[boost] Re: serialization archive types: random_iarchive, pretty_oarchive

2 Mar 2005

      Robert Ramey wrote:
...
I love hearing this - I always wanted to be associated with particle
physics. LOL
Heh heh...  *sigh*.  Don't... don't get me started.  :)
...
Of course you know that is straight forward - and you have he xml archives
that can be used as examples.  If you just want to display the information
and not load it, a bunch of tags like object id, etc. can be suppressed.

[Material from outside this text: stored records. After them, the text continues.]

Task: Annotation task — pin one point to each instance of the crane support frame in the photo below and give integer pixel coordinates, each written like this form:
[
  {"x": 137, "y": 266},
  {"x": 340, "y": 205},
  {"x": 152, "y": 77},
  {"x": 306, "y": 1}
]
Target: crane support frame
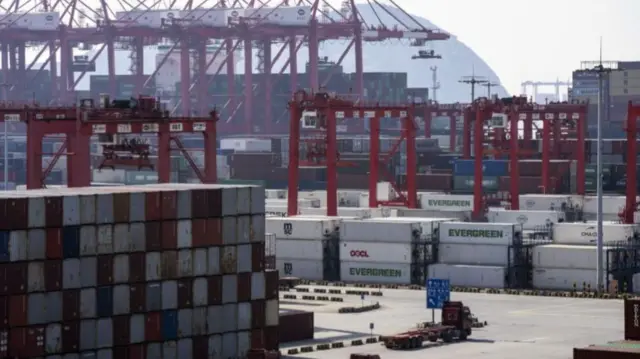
[{"x": 328, "y": 110}]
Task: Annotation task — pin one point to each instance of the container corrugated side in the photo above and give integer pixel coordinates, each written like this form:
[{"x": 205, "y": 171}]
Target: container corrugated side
[
  {"x": 564, "y": 279},
  {"x": 300, "y": 268},
  {"x": 474, "y": 254},
  {"x": 469, "y": 275},
  {"x": 564, "y": 256},
  {"x": 380, "y": 273},
  {"x": 586, "y": 233},
  {"x": 376, "y": 230},
  {"x": 375, "y": 252},
  {"x": 299, "y": 248},
  {"x": 478, "y": 233},
  {"x": 301, "y": 227}
]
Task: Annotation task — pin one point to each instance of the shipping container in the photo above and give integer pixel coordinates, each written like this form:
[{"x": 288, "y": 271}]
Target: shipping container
[
  {"x": 446, "y": 202},
  {"x": 470, "y": 275},
  {"x": 379, "y": 273},
  {"x": 564, "y": 279},
  {"x": 302, "y": 227},
  {"x": 565, "y": 256},
  {"x": 530, "y": 220},
  {"x": 480, "y": 233},
  {"x": 376, "y": 252},
  {"x": 300, "y": 268},
  {"x": 475, "y": 254},
  {"x": 377, "y": 230},
  {"x": 585, "y": 233}
]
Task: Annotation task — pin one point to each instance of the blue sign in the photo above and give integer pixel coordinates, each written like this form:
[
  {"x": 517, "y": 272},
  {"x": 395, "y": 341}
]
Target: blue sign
[{"x": 438, "y": 292}]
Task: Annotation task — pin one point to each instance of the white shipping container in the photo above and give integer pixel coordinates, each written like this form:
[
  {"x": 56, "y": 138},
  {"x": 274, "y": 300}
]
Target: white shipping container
[
  {"x": 546, "y": 202},
  {"x": 565, "y": 256},
  {"x": 375, "y": 252},
  {"x": 300, "y": 268},
  {"x": 446, "y": 202},
  {"x": 302, "y": 203},
  {"x": 563, "y": 279},
  {"x": 302, "y": 227},
  {"x": 379, "y": 230},
  {"x": 299, "y": 248},
  {"x": 480, "y": 233},
  {"x": 586, "y": 233},
  {"x": 530, "y": 220},
  {"x": 610, "y": 204},
  {"x": 382, "y": 273},
  {"x": 246, "y": 144},
  {"x": 460, "y": 275},
  {"x": 474, "y": 254}
]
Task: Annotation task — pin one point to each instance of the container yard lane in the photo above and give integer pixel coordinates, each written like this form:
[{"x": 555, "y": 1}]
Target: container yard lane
[{"x": 518, "y": 326}]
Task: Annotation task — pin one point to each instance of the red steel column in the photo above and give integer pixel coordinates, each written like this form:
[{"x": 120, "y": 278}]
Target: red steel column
[{"x": 374, "y": 159}]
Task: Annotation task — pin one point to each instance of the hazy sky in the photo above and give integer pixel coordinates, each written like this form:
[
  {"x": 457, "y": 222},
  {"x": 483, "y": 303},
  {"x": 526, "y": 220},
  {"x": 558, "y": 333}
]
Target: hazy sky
[{"x": 537, "y": 40}]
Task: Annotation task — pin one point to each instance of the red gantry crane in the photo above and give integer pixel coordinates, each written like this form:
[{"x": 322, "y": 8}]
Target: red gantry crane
[
  {"x": 59, "y": 28},
  {"x": 492, "y": 128},
  {"x": 313, "y": 125},
  {"x": 124, "y": 117}
]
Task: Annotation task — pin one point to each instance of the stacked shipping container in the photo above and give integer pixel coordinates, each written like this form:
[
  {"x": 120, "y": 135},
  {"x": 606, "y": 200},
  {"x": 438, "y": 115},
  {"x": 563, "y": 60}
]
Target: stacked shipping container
[{"x": 165, "y": 271}]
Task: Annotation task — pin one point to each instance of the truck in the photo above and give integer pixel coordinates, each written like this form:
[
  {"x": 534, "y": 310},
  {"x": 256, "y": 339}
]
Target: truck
[{"x": 455, "y": 325}]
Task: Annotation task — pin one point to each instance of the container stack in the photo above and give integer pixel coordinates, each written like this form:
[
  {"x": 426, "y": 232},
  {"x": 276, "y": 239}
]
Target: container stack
[
  {"x": 476, "y": 254},
  {"x": 162, "y": 271},
  {"x": 382, "y": 250},
  {"x": 306, "y": 247}
]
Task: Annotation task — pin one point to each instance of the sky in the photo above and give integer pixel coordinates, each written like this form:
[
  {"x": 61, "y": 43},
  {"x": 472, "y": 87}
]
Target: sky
[{"x": 541, "y": 40}]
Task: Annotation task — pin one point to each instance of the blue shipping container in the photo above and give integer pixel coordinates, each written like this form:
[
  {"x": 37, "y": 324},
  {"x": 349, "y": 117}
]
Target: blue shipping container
[{"x": 490, "y": 168}]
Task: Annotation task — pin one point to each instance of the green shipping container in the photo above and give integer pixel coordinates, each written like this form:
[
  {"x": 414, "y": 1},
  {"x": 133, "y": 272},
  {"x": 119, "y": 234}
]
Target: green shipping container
[{"x": 465, "y": 184}]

Personally I would just just the xml_archive and concentrate my efforts on a
program that displays XML in a convenient and perhaps customizable way.  I
suspect you could find or make a suitable program of that nature for free or
for low cost.  To re-iterate, I would factor the "pretty display" from the
serialization and make it customizable according to the kind of display
required.
In fact, if I had nothing else to do, and had that much interest, I would
make an enhanced version of xml_archive would output TWO files, a) the
xml_archive and b) an xml_schema which could be used by other programs to
parse the xml_archive.  Just random thoughts.
Sure, that much I've got: suppressing the object id tags, overriding 
save() methods for pointers so that they get "skipped", all that, I 
guess I'm talking more about factoring out the markup within the 
serialization library itself.  It would be easy to just copy/paste the 
entire xml_ thing, rename the classes and change the tags and so forth, 
but of course this would be dispicable nastiness.  Better to do 
something like an nvp_archive that referred to some kind of formatting 
policy class, with xml_archive as nvp_archive<xml_formatting_policy>... 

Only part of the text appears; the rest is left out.